Honduras is a troubled country. Not only has violent crime, corruption and natural disasters plagued the country for decades, but it also has some of the most ‘draconian’ laws with regard to reproductive rights in the region. It has the highest femicide rate in Latin America, and according to the World Bank, 50% of its population lives below the poverty line.
However, Xiomara Castro, the former first lady of the country, is now its President. Representing Libre – the Freedom and Refoundation Party – she embodies the fight against migration, corruption, poverty and for the extension of women’s rights in Honduras and the rest of the region as a whole. Her landslide victory and accession to power in a country such as Honduras could be just another indicator of the changes and significant shifts currently taking place in Latin America.
After the National Party’s 12 year reign under Juan Orlando Hernandez, whose Presidency was mired with accusations of corruption and ties to organised crime, in November of last year, Xiomara Castro was voted to be Honduras’ next leader. Her campaigning and political career started after her husband, Manuel Zelaya, was ousted from power by a military coup in 2009. Her democratic socialism has captured the attention of Hondurans, who after years of being ignored, see Castro as a leader they can trust to tackle the issues which most greatly affect normal, day-to-day Hondurans.
Castro’s team are working alongside women’s rights groups to draft laws outlawing violence against women. They are also proposing the introduction of sexual education at school. Moreover, Castro is also looking to fix deficiencies in the justice system, which has long allowed Presidents and the powerful to unilaterally make decisions which often go against the general interests of the normal Hondurans. Castro also faces a plethora of issues with regard to the country’s economy. She is intent on encouraging inclusive economic development and in order to do so has requested membership in the Development Bank of Latin America. The country’s current public debt amounts to $15.7 billion – this alone accounts for 59% of Honduras’ GDP. 30% of the national budget must go towards paying off this debt, and therefore this membership will be vital to Honduras’ future.
However, Xiomara Castro’s accession to power has not only had benefits domestically. Although, throughout her election campaign she toyed with the idea of switching Honduras’ recognition from Taipei to Beijing in her search for recovery aid and infrastructure finance, the country’s relationship with the US has strengthened. Due to the importance of the US market to the Honduran economy, Castro cannot afford to risk the country’s relationship with America. Even Taiwan, in January 2022, scrapped tariffs on 25 imports from Honduras to ensure the country’s continuing support. Due to Castro’s left-wing policies, she is an unlikely US ally. However, especially at a time when both El Salvador and Guatemala are leaning strongly toward China, Castro’s focus on corruption and the expansion of rights and the rule of law has made her and Honduras extremely valuable to the USA. Kamala Harris’ presence at Castro’s inauguration and pledge to work closely with Honduras in future is a clear indicator of this.

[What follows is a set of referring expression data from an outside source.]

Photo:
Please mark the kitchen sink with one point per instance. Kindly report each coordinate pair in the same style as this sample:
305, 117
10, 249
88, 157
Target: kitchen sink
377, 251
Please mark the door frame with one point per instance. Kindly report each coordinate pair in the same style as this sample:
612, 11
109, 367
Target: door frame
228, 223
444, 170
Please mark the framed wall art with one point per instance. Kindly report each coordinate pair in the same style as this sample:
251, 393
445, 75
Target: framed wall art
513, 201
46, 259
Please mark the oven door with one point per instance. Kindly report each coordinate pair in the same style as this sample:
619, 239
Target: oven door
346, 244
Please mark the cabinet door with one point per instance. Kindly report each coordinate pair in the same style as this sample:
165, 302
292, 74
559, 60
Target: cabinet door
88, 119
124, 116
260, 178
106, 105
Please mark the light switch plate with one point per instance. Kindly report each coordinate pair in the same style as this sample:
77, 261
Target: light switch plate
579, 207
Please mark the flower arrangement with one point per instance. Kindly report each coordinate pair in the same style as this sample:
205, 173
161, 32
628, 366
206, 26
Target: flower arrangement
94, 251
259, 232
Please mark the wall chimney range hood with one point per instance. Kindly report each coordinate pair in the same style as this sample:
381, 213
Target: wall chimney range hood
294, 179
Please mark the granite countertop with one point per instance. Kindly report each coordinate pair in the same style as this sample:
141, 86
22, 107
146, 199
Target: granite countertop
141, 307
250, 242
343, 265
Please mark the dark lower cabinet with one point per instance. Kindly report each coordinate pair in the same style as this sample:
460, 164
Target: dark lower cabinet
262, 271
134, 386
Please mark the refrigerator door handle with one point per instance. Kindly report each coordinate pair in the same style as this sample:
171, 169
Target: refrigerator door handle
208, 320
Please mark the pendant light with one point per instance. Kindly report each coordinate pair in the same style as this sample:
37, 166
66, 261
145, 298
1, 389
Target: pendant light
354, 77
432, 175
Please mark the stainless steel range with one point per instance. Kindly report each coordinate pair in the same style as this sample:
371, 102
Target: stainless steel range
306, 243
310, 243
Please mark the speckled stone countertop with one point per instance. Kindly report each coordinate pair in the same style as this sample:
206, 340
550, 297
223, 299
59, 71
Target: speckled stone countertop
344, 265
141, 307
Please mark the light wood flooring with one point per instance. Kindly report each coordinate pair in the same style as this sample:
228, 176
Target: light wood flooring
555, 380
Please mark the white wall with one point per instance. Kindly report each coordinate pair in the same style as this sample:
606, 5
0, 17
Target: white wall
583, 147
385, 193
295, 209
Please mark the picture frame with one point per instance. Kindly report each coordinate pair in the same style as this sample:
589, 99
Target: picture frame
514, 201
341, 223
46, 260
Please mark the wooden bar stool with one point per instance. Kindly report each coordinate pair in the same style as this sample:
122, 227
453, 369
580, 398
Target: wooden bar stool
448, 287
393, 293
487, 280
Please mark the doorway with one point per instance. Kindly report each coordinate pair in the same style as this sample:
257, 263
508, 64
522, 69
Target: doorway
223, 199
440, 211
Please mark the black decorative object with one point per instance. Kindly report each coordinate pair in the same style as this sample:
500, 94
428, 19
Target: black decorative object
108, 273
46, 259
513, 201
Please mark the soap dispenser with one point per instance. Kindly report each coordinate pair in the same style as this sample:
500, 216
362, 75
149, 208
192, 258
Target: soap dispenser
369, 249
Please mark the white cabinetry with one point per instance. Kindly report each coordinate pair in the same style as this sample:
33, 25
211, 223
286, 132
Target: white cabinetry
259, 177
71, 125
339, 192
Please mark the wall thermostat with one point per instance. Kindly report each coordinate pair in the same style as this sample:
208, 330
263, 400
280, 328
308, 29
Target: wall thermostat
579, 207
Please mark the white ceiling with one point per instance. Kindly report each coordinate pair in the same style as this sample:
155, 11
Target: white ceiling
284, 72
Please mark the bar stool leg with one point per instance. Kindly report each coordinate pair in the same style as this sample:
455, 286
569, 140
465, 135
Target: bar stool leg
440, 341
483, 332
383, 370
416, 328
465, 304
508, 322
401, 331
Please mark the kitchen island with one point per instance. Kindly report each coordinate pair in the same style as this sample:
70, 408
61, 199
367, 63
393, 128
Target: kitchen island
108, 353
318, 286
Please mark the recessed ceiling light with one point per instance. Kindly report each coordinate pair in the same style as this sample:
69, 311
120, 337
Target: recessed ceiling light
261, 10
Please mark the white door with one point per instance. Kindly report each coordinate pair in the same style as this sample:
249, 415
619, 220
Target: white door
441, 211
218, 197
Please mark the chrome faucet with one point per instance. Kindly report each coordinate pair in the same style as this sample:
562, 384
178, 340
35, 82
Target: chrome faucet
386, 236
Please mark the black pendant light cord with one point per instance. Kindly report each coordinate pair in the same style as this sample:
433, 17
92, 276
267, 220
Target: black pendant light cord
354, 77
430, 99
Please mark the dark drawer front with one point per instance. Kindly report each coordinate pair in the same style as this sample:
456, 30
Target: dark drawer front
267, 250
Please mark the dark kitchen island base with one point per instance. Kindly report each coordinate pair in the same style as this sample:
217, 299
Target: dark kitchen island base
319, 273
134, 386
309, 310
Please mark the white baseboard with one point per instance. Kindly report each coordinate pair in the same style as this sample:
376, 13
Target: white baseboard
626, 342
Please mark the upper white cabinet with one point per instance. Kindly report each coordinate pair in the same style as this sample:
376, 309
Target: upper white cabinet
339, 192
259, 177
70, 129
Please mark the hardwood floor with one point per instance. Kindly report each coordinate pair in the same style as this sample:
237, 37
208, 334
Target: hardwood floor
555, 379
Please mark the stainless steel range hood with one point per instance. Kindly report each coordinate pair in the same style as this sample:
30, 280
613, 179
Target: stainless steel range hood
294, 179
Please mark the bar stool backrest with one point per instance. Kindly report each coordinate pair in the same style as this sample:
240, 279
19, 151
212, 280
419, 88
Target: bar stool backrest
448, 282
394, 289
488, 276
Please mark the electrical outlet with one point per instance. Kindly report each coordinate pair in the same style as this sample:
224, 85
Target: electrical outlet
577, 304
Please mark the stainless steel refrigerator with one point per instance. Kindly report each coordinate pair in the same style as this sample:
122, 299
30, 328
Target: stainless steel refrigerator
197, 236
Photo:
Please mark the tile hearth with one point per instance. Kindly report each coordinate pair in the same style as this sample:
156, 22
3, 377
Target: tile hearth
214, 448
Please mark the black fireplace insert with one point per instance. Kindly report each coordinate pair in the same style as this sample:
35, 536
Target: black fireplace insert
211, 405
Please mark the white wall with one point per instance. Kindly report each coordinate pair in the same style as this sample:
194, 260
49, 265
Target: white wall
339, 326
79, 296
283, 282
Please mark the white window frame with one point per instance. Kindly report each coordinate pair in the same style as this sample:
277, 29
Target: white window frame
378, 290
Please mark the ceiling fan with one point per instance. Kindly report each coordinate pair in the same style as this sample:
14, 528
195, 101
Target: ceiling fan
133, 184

Yet, although her arrival to power is a significant step forward for Honduras domestically and internationally, she still faces daunting challenges to transform her pledges and goals into reality. On the 21st of January this year, 18 members of her party broke ranks and sided with the National Party over who should head up the legislative body. Although this issue was finally resolved giving Libre a 68 out of 128 majority in the Honduran Parliament, Castro still must negotiate the election of the Supreme Court Chief Justice and Attorney General – two appointments which could define her ability to carry out her campaign pledges. Moreover, in the Honduran Congress, 75% of favourable votes are needed to pass abortion legislation. In a traditional and catholic country, this is just another barrier facing Castro in her mission.

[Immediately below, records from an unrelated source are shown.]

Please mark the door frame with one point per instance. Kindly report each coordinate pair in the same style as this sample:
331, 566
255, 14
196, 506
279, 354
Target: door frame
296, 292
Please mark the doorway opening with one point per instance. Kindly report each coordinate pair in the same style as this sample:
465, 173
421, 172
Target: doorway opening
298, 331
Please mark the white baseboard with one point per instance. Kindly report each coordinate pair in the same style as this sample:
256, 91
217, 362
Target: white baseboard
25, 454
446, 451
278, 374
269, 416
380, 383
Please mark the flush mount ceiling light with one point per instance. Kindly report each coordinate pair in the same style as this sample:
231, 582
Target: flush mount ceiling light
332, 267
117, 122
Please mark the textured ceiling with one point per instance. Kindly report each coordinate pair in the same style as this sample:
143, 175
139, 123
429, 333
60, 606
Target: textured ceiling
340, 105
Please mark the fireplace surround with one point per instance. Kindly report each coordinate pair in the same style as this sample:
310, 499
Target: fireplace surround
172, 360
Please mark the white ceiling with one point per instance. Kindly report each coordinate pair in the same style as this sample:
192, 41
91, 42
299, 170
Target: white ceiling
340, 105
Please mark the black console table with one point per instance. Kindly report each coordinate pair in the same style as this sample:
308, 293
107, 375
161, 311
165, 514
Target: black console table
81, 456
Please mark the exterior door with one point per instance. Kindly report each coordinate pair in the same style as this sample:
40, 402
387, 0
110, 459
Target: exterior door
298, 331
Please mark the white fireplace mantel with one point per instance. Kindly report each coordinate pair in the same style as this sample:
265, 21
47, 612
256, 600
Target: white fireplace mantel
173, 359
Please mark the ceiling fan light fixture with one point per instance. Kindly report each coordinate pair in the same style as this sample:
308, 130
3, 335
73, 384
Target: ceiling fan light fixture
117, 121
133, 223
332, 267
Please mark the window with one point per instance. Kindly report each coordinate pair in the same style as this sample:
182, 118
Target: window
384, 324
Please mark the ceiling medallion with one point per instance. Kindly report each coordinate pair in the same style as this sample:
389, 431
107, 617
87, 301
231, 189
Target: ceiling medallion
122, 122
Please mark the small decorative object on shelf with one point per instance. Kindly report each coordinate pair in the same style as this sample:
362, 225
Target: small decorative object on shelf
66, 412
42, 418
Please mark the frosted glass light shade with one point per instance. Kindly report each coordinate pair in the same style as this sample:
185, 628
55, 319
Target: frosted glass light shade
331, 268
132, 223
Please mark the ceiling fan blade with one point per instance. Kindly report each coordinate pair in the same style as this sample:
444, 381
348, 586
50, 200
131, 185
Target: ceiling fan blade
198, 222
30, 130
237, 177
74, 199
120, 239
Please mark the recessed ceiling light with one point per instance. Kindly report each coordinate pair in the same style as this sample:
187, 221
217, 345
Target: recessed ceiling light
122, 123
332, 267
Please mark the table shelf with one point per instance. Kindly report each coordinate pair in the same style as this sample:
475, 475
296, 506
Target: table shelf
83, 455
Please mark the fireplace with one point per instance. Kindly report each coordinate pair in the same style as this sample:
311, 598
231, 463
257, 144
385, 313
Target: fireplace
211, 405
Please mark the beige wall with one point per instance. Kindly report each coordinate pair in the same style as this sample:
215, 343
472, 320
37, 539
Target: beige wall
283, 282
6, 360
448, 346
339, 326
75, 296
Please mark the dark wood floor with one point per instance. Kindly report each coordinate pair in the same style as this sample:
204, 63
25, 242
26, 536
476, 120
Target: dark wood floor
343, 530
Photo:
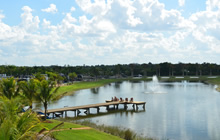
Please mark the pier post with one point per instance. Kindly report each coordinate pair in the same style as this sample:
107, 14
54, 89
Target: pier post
133, 106
78, 112
117, 107
137, 106
107, 107
98, 109
75, 113
125, 106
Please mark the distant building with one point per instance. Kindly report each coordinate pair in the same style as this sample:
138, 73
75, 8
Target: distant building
3, 76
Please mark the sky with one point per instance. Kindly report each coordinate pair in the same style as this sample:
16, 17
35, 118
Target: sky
95, 32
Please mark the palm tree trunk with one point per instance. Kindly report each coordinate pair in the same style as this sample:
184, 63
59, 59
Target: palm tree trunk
45, 111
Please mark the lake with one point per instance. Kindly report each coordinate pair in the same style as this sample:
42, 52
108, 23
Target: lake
179, 110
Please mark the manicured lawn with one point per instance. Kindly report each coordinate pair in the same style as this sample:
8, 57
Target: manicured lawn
69, 89
83, 135
87, 134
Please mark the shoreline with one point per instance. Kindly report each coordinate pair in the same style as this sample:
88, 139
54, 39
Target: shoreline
71, 89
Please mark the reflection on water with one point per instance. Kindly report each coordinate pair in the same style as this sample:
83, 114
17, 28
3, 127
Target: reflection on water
186, 111
95, 90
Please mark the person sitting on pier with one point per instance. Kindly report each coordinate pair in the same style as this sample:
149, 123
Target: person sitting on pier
116, 99
126, 99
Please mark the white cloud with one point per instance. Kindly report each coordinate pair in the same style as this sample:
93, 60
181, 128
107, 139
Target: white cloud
181, 2
113, 31
29, 22
1, 16
51, 9
212, 5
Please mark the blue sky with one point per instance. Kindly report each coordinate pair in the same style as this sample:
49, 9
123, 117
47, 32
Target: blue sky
77, 32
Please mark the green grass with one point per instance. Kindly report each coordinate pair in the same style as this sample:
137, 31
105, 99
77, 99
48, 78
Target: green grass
91, 134
70, 89
83, 135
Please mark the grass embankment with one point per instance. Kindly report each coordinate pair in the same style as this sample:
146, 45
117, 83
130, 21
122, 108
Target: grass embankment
70, 89
70, 131
114, 130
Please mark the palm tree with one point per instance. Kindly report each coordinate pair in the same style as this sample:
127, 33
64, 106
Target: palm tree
8, 88
29, 90
46, 93
15, 125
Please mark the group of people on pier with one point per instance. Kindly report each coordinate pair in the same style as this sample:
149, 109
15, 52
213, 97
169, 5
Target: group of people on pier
115, 99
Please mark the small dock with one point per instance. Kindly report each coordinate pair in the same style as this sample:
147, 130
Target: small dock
108, 105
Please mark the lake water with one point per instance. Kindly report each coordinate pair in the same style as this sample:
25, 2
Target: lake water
173, 110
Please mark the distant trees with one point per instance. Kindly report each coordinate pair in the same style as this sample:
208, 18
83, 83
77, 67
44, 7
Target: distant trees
72, 76
13, 124
163, 69
8, 88
29, 90
46, 93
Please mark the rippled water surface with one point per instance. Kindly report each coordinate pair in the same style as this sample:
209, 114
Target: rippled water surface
173, 111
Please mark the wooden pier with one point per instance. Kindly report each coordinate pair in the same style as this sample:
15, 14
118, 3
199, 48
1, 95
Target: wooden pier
86, 108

Xiomara Castro, despite her short time in office, seems to be changing her country’s direction. Her democratic socialist leanings are far removed from the corrupt tendencies of previous governments. She is focusing on introducing extensive reform, highlighting again how Latin America, as a continent, is developing and changing slowly for the better. However, due to the historical challenges put up by Latin American norms, values and tendencies, we are yet to see whether she will be able to translate her intentions into successful action.